AVL, Cybellum Partner To Provide Automated Cybersecurity Vulnerability Management

With the growing scale and complexity of vehicle software, often called the “data centre on wheels,” attack surfaces are increasing, as do cyberattacks within the automotive market.

Upcoming UNECE WP.29 R155 and R156 regulations as well as the ISO/SAE 21434 standard, mandate that OEMs and their supply chain proactively manage cyber risks, and put Cyber Security Management Systems (CSMS) and Software Update Management Systems (SUMS) in place, to safeguard road users, vehicles and the infrastructure across the entire development and life cycle.

The partnership between AVL and Cybellum is geared towards the new challenges the automotive industry is facing: to drive innovation and accelerate development in light of ongoing cyber threats and increased regulatory pressure. To that end, Cybellum’s Product Security Platform will be integrated into AVL’s Cyber Security Ecosystem.

“We are excited about this partnership,” says Gianluca Vitale, Global Business Segment Manager at AVL.”The combination of AVL’s and Cybellum’s toolchains enables our customers to efficiently manage vulnerabilities within a large number of software versions for different control units down to a single-vehicle variant. We can offer our customers an optimal solution for safeguarding their certification relevant processes. We cover the entire process from development to calibration to release deployment within each vehicle variant.”

AVL supports OEMs, Tier-n suppliers, engineering service providers and certification bodies to increase efficiency in managing certification processes, software lifecycle management and testing. The cyber security offering addressed safety and cybersecurity from the vehicle level down to the relevant components throughout life. It is a suite of process management, testing and the market-leading lifecycle tool for control unit software and parameter management used by various OEMs, Tiers and AVL engineers.

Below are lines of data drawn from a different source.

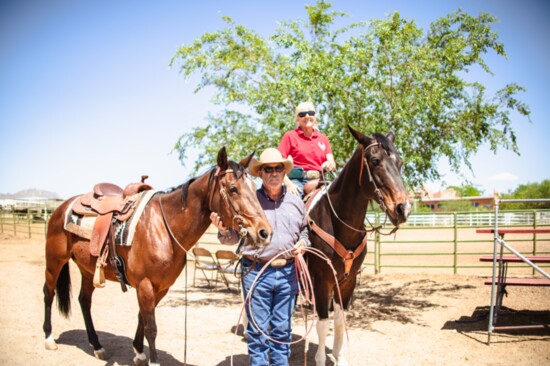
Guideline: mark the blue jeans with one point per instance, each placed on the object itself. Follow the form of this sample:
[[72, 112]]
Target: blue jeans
[[272, 303], [300, 184]]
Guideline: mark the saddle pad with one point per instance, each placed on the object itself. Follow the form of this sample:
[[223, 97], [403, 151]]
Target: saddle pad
[[123, 231]]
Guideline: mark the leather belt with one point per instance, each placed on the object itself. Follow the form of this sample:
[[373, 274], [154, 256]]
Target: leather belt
[[277, 263], [312, 174]]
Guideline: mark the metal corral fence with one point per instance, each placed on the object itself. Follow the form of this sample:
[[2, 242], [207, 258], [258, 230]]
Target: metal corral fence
[[29, 221], [428, 242], [435, 241]]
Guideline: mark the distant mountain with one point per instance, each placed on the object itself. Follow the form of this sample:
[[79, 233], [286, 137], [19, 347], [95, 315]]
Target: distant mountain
[[30, 193]]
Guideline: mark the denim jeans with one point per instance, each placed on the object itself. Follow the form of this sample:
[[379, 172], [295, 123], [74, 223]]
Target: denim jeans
[[272, 303], [300, 184]]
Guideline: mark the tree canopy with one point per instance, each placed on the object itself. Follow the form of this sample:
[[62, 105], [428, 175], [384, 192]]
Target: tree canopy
[[529, 191], [377, 76]]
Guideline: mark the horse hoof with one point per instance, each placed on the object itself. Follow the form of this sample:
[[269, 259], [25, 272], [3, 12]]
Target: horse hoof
[[100, 354], [50, 344], [341, 362], [140, 359]]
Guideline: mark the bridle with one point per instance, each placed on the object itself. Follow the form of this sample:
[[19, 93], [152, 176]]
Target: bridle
[[377, 192], [349, 256], [243, 231]]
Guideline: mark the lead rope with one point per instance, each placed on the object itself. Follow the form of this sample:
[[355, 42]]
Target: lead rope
[[305, 284]]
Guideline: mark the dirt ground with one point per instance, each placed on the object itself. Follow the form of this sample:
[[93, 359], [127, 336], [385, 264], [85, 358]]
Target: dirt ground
[[397, 319]]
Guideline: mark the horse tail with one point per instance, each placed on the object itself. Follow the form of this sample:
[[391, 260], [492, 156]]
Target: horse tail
[[63, 289]]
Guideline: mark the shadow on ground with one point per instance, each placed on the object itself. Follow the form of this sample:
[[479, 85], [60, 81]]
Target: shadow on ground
[[478, 321], [119, 348]]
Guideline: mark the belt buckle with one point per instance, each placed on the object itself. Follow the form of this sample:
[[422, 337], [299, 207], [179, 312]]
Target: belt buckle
[[279, 262], [312, 174]]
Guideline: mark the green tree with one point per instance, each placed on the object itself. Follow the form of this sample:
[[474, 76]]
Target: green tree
[[529, 191], [467, 190], [376, 76]]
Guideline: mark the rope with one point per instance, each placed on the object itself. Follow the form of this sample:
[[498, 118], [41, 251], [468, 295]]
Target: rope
[[305, 291]]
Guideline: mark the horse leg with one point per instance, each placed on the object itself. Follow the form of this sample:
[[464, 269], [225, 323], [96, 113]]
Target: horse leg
[[85, 299], [322, 298], [54, 274], [322, 332], [339, 332], [147, 326], [346, 291], [58, 280], [140, 358]]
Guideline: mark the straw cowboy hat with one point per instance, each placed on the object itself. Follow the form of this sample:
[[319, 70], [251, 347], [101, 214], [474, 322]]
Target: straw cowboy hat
[[269, 156]]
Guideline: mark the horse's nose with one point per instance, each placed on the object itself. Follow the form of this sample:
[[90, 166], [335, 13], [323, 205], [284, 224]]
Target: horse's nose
[[263, 234], [403, 210]]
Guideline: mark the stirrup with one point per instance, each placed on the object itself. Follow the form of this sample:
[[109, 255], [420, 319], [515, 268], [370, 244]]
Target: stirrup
[[99, 274]]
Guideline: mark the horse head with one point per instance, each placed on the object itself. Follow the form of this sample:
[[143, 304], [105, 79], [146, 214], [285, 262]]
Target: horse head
[[237, 203], [383, 170]]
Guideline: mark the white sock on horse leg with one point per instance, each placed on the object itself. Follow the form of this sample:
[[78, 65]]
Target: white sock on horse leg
[[339, 332], [322, 332]]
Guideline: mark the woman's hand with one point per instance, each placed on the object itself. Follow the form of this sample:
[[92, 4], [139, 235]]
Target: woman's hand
[[329, 165]]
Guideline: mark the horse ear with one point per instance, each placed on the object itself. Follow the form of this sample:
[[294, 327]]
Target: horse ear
[[247, 160], [222, 159], [357, 135]]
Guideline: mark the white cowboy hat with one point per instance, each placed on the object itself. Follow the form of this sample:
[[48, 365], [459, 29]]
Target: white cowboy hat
[[269, 156]]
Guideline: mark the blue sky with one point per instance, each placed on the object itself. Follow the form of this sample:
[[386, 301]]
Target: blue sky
[[86, 93]]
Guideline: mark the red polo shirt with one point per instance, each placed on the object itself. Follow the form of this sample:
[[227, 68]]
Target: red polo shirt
[[308, 152]]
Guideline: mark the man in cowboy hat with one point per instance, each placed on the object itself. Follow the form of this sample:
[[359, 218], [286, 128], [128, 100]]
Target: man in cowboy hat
[[274, 294]]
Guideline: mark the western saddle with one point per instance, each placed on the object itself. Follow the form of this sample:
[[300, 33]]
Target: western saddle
[[109, 203]]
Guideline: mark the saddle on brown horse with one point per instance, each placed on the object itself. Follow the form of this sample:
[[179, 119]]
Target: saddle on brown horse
[[108, 202]]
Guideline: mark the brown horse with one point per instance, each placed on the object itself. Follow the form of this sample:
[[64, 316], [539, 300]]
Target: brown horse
[[170, 225], [336, 218]]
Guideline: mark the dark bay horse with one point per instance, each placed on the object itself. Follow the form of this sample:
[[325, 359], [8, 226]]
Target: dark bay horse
[[336, 218], [170, 225]]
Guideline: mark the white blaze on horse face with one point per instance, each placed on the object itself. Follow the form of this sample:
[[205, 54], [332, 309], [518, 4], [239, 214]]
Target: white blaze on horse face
[[250, 183]]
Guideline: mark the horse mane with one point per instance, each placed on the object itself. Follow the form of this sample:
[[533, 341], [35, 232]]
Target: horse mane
[[384, 142], [237, 169]]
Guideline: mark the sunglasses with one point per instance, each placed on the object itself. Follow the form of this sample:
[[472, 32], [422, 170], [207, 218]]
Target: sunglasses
[[270, 169], [303, 114]]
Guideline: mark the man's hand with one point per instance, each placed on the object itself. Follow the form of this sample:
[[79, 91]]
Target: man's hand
[[299, 248], [217, 221]]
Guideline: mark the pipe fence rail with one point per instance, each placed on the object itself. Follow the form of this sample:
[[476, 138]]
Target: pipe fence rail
[[429, 241]]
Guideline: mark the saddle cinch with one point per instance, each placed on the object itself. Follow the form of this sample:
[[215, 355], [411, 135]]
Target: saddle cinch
[[108, 202]]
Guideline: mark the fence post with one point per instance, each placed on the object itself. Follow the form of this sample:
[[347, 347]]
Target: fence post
[[29, 221], [455, 243], [534, 237], [377, 244]]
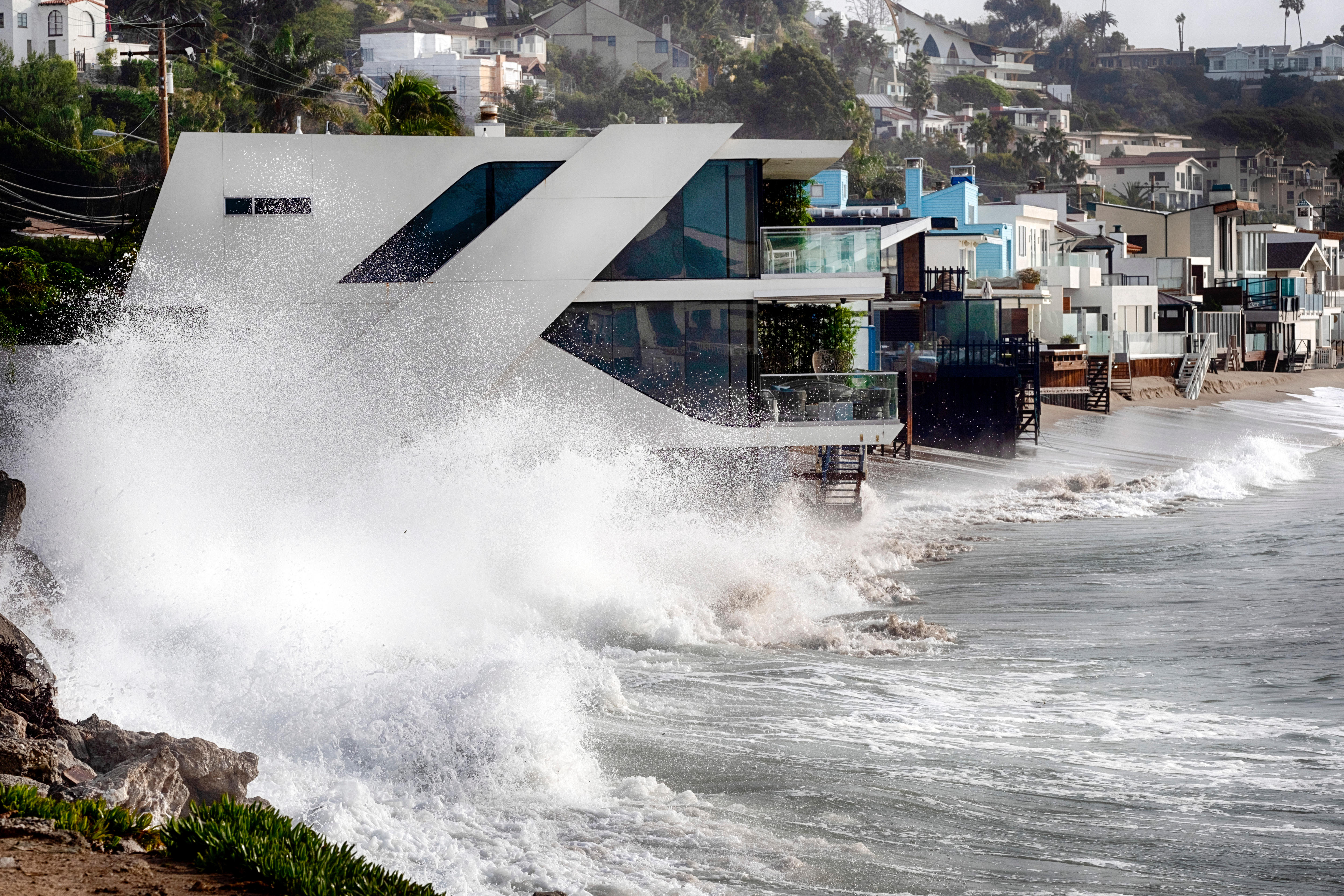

Cybellum Product Security Platform continuously monitors vehicle software for vulnerabilities and cybersecurity threats, mitigating design and post-production risks. Cybellum’s Cyber Digital Twins™ technology provides developers with a blueprint of their product component’s software to rapidly identify vulnerabilities.

“We are delighted to partner with AVL. AVL’s vast know-how, experience and product offering coupled with Cybellum’s expertise and a lifecycle approach to cybersecurity is a force multiplier for our customers,” says Eddie Lazebnik, Global Partnerships Director at Cybellum. “Together, we will enable manufacturers and their suppliers to build quality automotive products that will be secure and compliant from design to post-production.”

The joint offering by AVL and Cybellum enables vehicle manufacturers and component suppliers to set up their vehicle and component related security projects, automate risk assessment and mitigation, and manage certification-related work across the value chain. In particular, the combination of AVL CRETA and Cybellum’s Product Security Platform enables our customers to perform automated vulnerability management across software versions and parameter sets generated during development, production or even when deployed to the vehicle fleet.